Sebuah kapal bergaya Pinisi, menjulang dengan layar segitiga yang menari pelan tertiup angin, membelah ketenangan air dengan penuh anggun.
Inilah Kapal Layar Motor (KLM) Wisata Pinisi Barito River Cruise yang dioperasikan PT Ambapers kebanggaan baru Kalimantan Selatan, yang lahir bukan sekadar sebagai alat transportasi, tapi sebagai simbol transformasi pariwisata sungai di Banua.
Diluncurkan pada 12 Februari 2025, Kapal Layar Motor Wisata Pinisi langsung mencuri perhatian publik.
Wujudnya yang megah, dan berlayar di jantung Sungai Barito, menghadirkan romansa laut di antara budaya sungai yang sudah turun-temurun menghidupi masyarakat Kalimantan Selatan.
Namun, kapal ini bukan sekadar replika nostalgia. Ia adalah jembatan antara masa lalu yang kaya, masa kini yang berkembang, dan masa depan yang menjanjikan.

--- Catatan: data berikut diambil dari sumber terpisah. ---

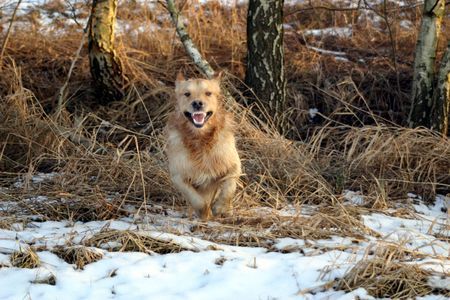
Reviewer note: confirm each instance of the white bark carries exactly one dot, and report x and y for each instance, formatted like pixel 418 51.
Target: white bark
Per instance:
pixel 425 56
pixel 188 44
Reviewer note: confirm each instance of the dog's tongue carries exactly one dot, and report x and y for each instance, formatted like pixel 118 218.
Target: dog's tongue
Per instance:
pixel 198 117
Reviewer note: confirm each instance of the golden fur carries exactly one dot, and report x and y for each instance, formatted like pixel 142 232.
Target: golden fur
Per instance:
pixel 203 162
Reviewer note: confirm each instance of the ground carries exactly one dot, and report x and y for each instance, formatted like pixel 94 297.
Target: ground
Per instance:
pixel 289 269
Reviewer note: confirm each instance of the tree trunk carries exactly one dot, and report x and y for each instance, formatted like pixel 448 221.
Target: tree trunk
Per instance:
pixel 265 65
pixel 441 98
pixel 106 67
pixel 425 56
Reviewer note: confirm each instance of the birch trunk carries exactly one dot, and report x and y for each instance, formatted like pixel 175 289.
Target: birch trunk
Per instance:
pixel 265 65
pixel 441 98
pixel 105 65
pixel 425 56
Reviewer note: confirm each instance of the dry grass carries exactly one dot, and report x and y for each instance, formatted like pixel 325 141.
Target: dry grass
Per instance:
pixel 78 255
pixel 25 258
pixel 125 240
pixel 387 273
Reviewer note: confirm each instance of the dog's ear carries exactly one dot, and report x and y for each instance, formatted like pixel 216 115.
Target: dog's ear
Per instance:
pixel 180 77
pixel 218 76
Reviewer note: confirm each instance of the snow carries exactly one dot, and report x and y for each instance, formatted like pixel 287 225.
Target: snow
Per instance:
pixel 291 269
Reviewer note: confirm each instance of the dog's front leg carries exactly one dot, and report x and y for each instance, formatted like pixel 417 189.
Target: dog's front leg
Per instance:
pixel 190 194
pixel 226 191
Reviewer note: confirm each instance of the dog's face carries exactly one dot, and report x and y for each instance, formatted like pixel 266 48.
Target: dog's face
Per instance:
pixel 197 99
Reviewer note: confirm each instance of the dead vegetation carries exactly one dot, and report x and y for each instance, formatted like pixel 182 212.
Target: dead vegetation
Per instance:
pixel 385 275
pixel 78 255
pixel 25 258
pixel 126 240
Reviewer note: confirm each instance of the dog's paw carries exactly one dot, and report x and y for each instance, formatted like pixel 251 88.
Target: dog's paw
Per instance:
pixel 221 210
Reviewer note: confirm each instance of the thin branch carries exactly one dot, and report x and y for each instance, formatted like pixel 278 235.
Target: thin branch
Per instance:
pixel 188 44
pixel 5 41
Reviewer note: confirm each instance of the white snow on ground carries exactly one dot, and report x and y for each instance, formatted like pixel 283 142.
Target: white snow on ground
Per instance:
pixel 213 271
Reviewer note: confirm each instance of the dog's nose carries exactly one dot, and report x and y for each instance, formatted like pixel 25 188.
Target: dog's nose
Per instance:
pixel 197 105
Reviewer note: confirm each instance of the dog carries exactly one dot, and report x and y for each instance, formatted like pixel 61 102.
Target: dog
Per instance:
pixel 204 164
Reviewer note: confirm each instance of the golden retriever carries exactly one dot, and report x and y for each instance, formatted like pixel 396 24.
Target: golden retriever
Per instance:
pixel 204 164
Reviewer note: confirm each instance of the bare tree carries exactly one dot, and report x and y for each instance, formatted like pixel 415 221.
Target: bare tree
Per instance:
pixel 441 97
pixel 424 72
pixel 265 65
pixel 106 67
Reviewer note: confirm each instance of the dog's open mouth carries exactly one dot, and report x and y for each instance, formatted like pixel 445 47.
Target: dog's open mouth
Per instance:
pixel 198 118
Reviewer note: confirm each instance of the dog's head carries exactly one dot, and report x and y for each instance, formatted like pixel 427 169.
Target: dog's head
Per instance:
pixel 197 99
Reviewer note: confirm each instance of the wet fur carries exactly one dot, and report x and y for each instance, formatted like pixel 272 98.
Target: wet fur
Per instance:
pixel 203 162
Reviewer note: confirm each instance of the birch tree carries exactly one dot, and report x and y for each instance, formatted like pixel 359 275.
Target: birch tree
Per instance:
pixel 265 55
pixel 441 97
pixel 106 67
pixel 424 70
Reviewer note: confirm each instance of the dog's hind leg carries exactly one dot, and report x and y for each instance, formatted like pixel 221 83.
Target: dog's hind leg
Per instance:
pixel 225 192
pixel 191 195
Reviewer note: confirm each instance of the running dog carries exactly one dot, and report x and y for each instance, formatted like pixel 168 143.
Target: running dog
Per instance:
pixel 204 164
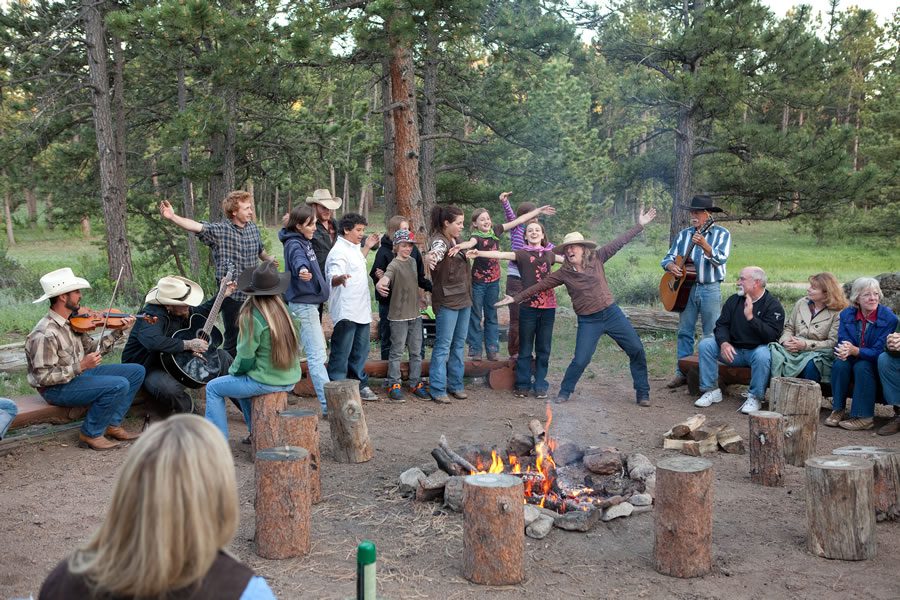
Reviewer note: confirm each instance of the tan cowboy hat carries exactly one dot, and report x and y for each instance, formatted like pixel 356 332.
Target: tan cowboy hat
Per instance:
pixel 324 197
pixel 60 281
pixel 175 291
pixel 574 238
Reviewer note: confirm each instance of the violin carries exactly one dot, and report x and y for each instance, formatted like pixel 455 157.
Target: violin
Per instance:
pixel 87 320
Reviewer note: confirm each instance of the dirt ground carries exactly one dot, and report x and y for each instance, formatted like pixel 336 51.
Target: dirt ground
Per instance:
pixel 54 495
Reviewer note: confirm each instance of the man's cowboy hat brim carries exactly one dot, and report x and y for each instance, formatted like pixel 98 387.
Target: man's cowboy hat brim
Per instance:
pixel 170 291
pixel 59 282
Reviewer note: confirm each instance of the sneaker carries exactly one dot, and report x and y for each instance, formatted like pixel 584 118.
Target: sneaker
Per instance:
pixel 421 391
pixel 834 419
pixel 396 394
pixel 709 398
pixel 857 424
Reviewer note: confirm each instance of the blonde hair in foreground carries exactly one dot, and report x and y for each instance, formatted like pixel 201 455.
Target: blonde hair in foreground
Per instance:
pixel 174 507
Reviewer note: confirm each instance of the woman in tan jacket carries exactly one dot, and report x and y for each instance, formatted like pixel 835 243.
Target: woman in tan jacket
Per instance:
pixel 810 333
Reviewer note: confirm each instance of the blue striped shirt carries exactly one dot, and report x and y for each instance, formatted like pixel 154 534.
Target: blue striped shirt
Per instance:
pixel 710 269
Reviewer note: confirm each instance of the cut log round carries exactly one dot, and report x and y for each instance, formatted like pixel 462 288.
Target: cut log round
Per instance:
pixel 301 428
pixel 683 517
pixel 767 448
pixel 799 401
pixel 349 432
pixel 264 421
pixel 887 477
pixel 282 502
pixel 493 530
pixel 840 507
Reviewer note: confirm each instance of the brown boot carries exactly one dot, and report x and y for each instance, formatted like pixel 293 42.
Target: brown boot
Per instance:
pixel 117 432
pixel 97 443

Setiap keberangkatan kapal adalah kisah yang siap dilayarkan. Dua rute ditawarkan, masing-masing menghadirkan pengalaman yang tak terlupakan.
Rute jauh memakan waktu tiga jam, menyusuri jalur dari Basirih hingga Jembatan Barito pulang-pergi, membawa penumpang melewati rumah-rumah terapung dan kehidupan pesisir yang masih sangat autentik.
Rute pendek pun tak kalah memikat. Perjalanan menuju Banjar Raya dan Pulau Kembang, atau pelayaran sore mengejar matahari terbenam sambil diiringi hiburan akustik di atas geladak, menjadi magnet baru bagi wisatawan lokal maupun luar daerah.
Harga tiket, mulai dari Rp230.000 hingga Rp300.000, bukan hanya membeli kursi di kapal. Tapi membeli waktu, suasana, dan cerita. Membeli kesempatan untuk melihat Barito dari sudut yang selama ini jarang dijamah, sambil mendengarkan narasi budaya dari pemandu dan menyerap sejarah maritim Banua yang terselip dalam hembusan angin sore.
Di balik keelokan kapal, terdapat data yang menegaskan bahwa ini bukan sekadar proyek estetika. Direktur Utama PT Ambapers Kalsel, Dr. H. Zulfadli Gazali, mencatat peningkatan signifikan dalam pendapatan layanan wisata sungai ini.
“Awalnya hanya sekitar Rp50 juta per bulan. Sekarang, sudah menembus Rp216 juta, dan trennya terus naik,” ungkapnya dengan penuh optimisme.
Kapal ini memang hanya menampung 40 penumpang per pelayaran, namun daya tariknya melampaui kapasitas. Apa yang membuat orang terus datang? Jawabannya bukan hanya rute atau harga, tapi pengalaman yang dibungkus dalam suasana.
Kayu-kayu geladak yang menghangatkan kaki, langit yang berubah warna, musik lembut yang menemani, dan senyum awak kapal yang menyambut dengan tulus.
Kesuksesan ini memantik mimpi baru. Tawaran kerja sama pun berdatangan. Ada pihak ketiga yang tertarik menambah armada.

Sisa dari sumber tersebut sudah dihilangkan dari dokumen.